“And that concludes my report. A well-thought out plan, perfectly executed.” Martin smiled. I knew he was lying. His plan may have been well-thought out, but life is never that perfect.
Carla was next up. She was nervous. Her plan was solid, but her team had hit some rocky patches. “I guess things didn’t go the way we thought,” she reported. “We had to make several adjustments as we went along. Our project required three additional meetings. In the end, we made the deadline and came in under budget, but it was tough. I will try to do better next time.”
Carla got a quiet golf clap from the room for her efforts. I moved up to confront the class.
“Carla thinks her project didn’t go so well. Carla thinks she should have had a better report for class tonight, but here is why her report is so important.
“You read these management magazines out there, about CEOs with well-thought out plans, perfectly executed. Some reporter shows up to write about every target flawlessly achieved. No pimples, no bumps, no bruises. Whenever I hear that, I know I have to get the guy drunk to get the truth.

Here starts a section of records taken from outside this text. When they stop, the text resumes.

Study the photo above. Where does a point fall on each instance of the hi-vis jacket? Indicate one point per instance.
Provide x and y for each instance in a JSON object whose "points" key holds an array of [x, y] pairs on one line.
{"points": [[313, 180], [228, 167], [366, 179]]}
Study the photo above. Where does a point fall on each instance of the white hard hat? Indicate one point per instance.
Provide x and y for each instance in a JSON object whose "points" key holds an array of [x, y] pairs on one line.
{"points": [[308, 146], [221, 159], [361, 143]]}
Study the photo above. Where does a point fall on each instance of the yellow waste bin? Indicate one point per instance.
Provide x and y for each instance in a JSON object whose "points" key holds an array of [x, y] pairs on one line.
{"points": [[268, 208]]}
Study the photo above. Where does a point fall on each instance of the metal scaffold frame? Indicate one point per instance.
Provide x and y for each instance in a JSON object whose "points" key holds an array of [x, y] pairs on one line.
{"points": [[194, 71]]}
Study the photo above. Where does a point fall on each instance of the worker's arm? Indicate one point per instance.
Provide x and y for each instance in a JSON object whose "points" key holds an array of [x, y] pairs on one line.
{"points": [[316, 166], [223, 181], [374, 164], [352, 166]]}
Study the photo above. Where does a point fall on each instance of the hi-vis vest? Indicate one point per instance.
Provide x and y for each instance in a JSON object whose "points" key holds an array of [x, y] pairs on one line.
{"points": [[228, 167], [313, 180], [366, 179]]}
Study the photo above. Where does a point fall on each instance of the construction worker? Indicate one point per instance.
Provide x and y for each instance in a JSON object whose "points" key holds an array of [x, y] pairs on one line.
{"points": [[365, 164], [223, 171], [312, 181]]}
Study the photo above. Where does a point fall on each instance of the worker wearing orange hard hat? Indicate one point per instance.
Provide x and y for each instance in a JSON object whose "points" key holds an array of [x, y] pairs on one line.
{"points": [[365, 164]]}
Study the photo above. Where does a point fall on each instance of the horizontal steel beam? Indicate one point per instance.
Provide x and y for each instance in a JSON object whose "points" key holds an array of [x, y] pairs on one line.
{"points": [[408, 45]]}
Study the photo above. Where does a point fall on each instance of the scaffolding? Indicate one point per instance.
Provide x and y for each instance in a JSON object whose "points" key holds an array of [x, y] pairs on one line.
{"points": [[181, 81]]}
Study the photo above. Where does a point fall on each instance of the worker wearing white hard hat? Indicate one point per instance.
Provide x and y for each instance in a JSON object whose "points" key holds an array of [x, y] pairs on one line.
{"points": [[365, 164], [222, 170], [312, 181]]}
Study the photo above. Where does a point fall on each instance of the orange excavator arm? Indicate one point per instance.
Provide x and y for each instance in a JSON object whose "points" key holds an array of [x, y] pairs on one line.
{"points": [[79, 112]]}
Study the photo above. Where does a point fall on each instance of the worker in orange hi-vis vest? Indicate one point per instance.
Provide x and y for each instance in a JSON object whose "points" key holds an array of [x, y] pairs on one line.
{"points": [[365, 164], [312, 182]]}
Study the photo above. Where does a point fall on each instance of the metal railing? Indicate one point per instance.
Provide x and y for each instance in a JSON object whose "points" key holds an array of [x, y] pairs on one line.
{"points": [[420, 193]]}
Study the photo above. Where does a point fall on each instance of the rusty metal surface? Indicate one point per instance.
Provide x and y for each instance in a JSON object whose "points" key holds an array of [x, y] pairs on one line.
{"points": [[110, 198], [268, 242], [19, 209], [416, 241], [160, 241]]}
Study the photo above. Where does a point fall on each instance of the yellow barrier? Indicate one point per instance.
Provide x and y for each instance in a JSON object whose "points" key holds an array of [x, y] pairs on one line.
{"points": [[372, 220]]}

“But, look at Carla’s report. Her team started out toward their first objective, they got off course.” I drew a line across the page with an abrupt turn. “It took an extra meeting to figure out where they went wrong, to get back on track.

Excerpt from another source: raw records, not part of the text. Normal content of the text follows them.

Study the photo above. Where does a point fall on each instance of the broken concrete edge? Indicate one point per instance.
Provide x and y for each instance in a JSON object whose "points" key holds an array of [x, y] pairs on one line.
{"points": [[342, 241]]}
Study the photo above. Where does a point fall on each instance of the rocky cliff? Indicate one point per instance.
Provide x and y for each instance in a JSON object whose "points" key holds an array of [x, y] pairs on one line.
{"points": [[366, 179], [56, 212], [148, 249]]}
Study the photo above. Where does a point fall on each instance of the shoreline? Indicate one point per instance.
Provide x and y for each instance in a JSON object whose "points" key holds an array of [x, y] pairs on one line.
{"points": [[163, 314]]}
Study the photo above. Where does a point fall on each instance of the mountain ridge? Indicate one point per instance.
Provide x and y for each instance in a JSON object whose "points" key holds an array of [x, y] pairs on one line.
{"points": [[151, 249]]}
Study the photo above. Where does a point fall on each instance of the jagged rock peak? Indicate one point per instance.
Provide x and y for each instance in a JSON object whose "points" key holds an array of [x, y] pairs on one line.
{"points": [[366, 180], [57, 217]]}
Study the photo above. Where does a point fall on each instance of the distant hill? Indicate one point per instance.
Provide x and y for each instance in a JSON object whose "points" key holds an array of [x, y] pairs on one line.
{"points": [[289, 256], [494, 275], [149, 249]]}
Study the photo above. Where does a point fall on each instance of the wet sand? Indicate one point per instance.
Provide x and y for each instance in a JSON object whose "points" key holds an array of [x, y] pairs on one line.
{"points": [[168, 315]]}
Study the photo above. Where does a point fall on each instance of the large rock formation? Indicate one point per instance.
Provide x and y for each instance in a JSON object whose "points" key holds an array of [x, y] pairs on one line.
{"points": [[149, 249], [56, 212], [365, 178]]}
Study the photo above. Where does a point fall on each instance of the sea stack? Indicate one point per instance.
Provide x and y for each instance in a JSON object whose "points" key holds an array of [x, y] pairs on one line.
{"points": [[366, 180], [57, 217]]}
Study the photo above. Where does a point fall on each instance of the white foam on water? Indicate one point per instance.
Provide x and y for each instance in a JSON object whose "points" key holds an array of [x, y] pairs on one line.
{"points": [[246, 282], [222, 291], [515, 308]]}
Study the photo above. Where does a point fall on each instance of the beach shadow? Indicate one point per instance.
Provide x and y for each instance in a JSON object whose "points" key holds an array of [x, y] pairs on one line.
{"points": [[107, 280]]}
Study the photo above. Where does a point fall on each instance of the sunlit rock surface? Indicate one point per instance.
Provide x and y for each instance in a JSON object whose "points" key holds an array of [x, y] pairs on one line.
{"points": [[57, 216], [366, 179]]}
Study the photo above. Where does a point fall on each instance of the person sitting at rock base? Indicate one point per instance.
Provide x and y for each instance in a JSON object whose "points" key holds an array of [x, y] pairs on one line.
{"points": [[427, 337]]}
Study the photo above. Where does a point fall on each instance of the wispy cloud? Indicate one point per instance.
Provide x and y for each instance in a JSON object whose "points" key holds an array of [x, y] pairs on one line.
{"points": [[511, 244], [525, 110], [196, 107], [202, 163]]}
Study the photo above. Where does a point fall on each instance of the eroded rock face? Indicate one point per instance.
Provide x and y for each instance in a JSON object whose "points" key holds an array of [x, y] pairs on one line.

“They met their first target, but immediately things went south again. Another meeting, another adjustment.” My line on the flipchart meandered across the page with another hard turn back to target number two.
“And it happened again, before the project was finished.” The flipchart now showed huge jagged lines criss-crossing the page. “And this is where the real story is. Not the neatly wrapped perfect execution. The real story is out here, where the team cobbled together a solution to an unanticipated event to get back on track. And over here where the client threw them a curve ball.
“And that’s why Carla’s story is so important. And that’s where real learning exists.”